Ok, taking too long to respond. Sleep time, and I bet Hall's will rip me on this post, lol.

 

[sutupidmath]

Yep, I know that. What I want to know is if I can do what I did. I don't like the way you set yours up, but I'm not sure if I can do what I did.

yes indeed, but you went some steps further,while you should have stopped before, and apply the l'hospital's rule!

 

[sutupidmath]

Yep, I know that. What I want to know is if I can do what I did. I don't like the way you set yours up, but I'm not sure if I can do what I did.

and nothing is wrong with how i set it up, both ways work!

 

[sutupidmath]

i think i am going to bed too, it is getting to late now!

 

[rocomath]

yes indeed, but you went some steps further,while you should have stopped before, and apply the l'hospital's rule!

I can't exactly remember what to do, I will need to consult my book tomorrow. Don't feel like turning on the lights to look, my eyes will explode, lol. But it definitely doesn't make sense to apply the limit inside while holding it on the outside. But I did it anyways :p

 

[sutupidmath]

\lim_{x\rightarrow\infty}\left(1+\frac a x\right)^x

Indeterminate power: \lim_{x\rightarrow\infty}1^{\infty}

y=\left(1+\frac a x\right)^x

\ln y=x\ln{\left(1+\frac a x\right)}

\ln y=\frac{\ln{\left(1+\frac a x\right)}}{\frac 1 x}

\lim_{x\rightarrow\infty}\ln y=\frac{\ln{\left(\lim_{x\rightarrow\infty}1+\lim_{x\rightarrow\infty}\frac a x\right)}}{\lim_{x\rightarrow\infty}\frac 1 x}\left[\frac 0 0\right]

I think this may be ok, hopefully someone can clarify. I know you can bring the limits in, but I forget how to properly apply them.

\lim_{x\rightarrow\infty}\ln y=\frac{\ln 1}{\frac 1 x} You won't even need to use L'Hopital's rule here if the step above is okay!

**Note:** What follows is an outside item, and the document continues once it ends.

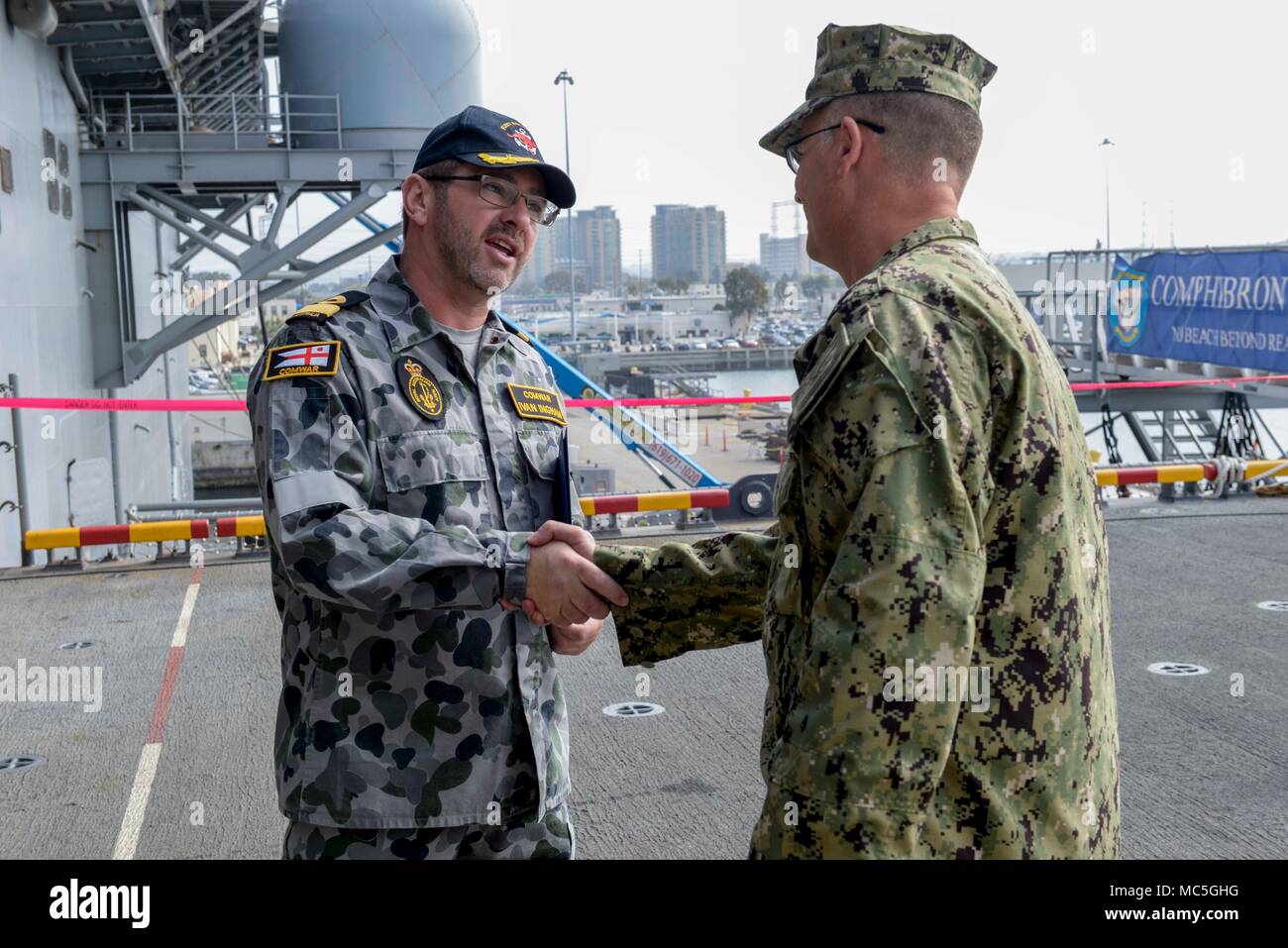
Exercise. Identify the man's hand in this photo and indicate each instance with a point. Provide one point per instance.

the steps above are completely fine, if you are referring when you entered with the limit in, but doing that does not do you any good, since you will get zero over zero which is undefined, so what we end up with is nothing! and we need a solution! lol

 

[sutupidmath]

well, you keep editing your original post all the time,
how the heck do you think that the denominator of what u did is okay? it is wrong now, disregard my post#13, since when i wrote it what u did was okay, now what u did is completely wrong!

 

[sutupidmath]

well there is another way of doing it, at least another that i can think of, but more or less at some point it comes to the same problem!

 

[rocomath]

well, you keep editing your original post all the time,
how the heck do you think that the denominator of what u did is okay? it is wrong now, disregard my post#13, since when i wrote it what u did was okay, now what u did is completely wrong!

My computer freezes. Not that you've noticed, but I always send in my posts early which may be incomplete or incorrect since I'm worried my comp will freeze and all that typing was for nothing.

Hmm ... I just re-editted it, I think it's fine now.

 

[sutupidmath]

\lim_{x\rightarrow\infty}\frac{1}{x}=0 and not 1/x like you are claiming

 

[sutupidmath]

you have to use l'hopital rule, i cannot think of any other way. What's the big deal here, the OP merely needs a solution, and this way you will defenetely get one.

 

[sutupidmath]

\lim_{x\rightarrow\infty}\left(1+\frac a x\right)^x

Indeterminate power: \lim_{x\rightarrow\infty}1^{\infty}

y=\left(1+\frac a x\right)^x

\ln y=x\ln{\left(1+\frac a x\right)}

\ln y=\frac{\ln{\left(1+\frac a x\right)}}{\frac 1 x}

\lim_{x\rightarrow\infty}\ln y=\frac{\ln{\left(\lim_{x\rightarrow\infty}1+\lim_{x\rightarrow\infty}\frac a x\right)}}{\lim_{x\rightarrow\infty}\frac 1 x}\left[\frac 0 0\right]

what was not needed to do here is this very las step. because the previous step you should have applyed the l'hopital rule,and everything would be okay, and i would have been doing other stuff right now!

edit: i just noticed, the other way i was talking about is the way originally the OP started, but at some point we would end up with the same problem as here,so both ways would work!